Unfortunately, going to the next step, Silver Nanos, was not great. Even as I continued to exercise twice a week, both physically and mentally I started to slide. The difference was in the type of exercises, I think. While bootcamp was butt-kicking aerobic exercises, Nanos incorporated weight lifting, and there was less sustained aerobic exercises. The solution was moving into SWEAT, a class that is much more like the original bootcamp. I think this would be effective, but it’s later at night, and I just can’t handle getting up at 5:45 AM and getting home at 9:30 PM. The days are too long, which I think actually works against the benefits of the class. I’m stepping away from extreme exercise for now. I’m absolutely convinced that at least for me, the punishing aerobic exercise – without the weightlifting strengthening exercises – is what I need. I have to find a class that doesn’t give me 16 hour days. BUT starting next week I’m going to try something completely different.

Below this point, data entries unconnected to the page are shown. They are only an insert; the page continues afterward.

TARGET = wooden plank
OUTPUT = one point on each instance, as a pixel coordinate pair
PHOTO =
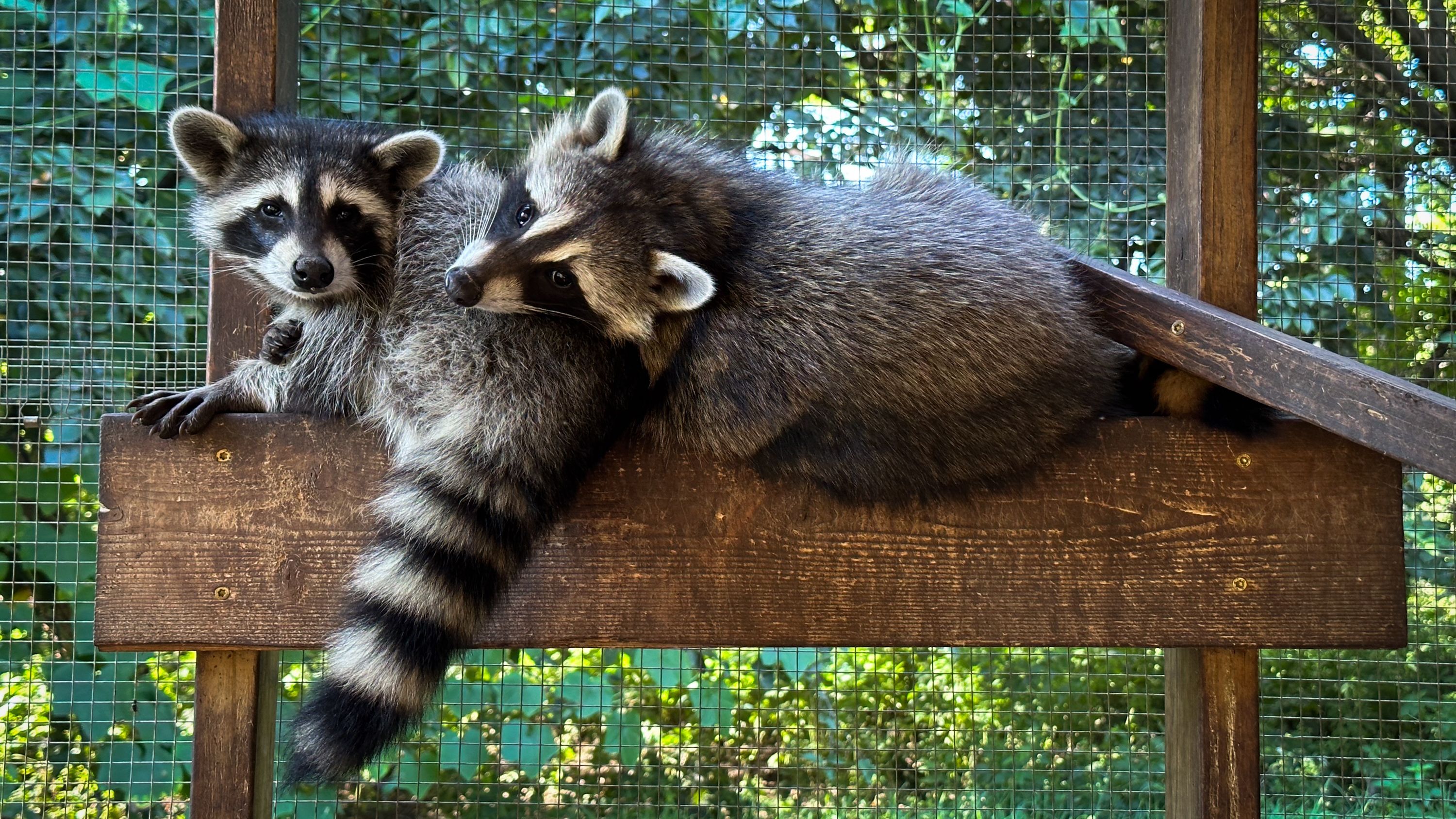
(255, 69)
(229, 731)
(1146, 533)
(1212, 248)
(1356, 402)
(1212, 719)
(1212, 694)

I got into a research study that is looking at Forrest yoga and chronic pain. The focus is not on fibromyalgia specifically, and the person doing the study originally was looking at chronic back pain. Either way, I’m in! I have 8 weeks of free classes twice a week. I don’t really know what Forrest yoga is except that the instructor will be putting us in poses and adjusting us. There’s a lot of breathing. I think if you compare Crossfit and Forrest yoga, you’ll find them on the opposite ends of the spectrum. It’s worth a try and will keep me in an exercise program of some sort until after the holidays, when I may try another bootcamp.
One of the things that I’ve always noticed from day 1 is that what helps today, may not help in six months. It’s like the body thinks of ways to fight off positive forces the same way it fights off germs. Maybe one of the keys of fibromyalgia symptom management is constantly changing things up, keeping your body guessing.
No doubt, however, exercise helps manage fibromyalgia symptoms, but everyone is different. Everyone has started at a different physical point when they develop fibromyalgia. What is extreme exercise for some people is a walk in the park for others. If fibro has a motto, that’s it: What helps some people may not help others. Fingers crossed for Forrest yoga.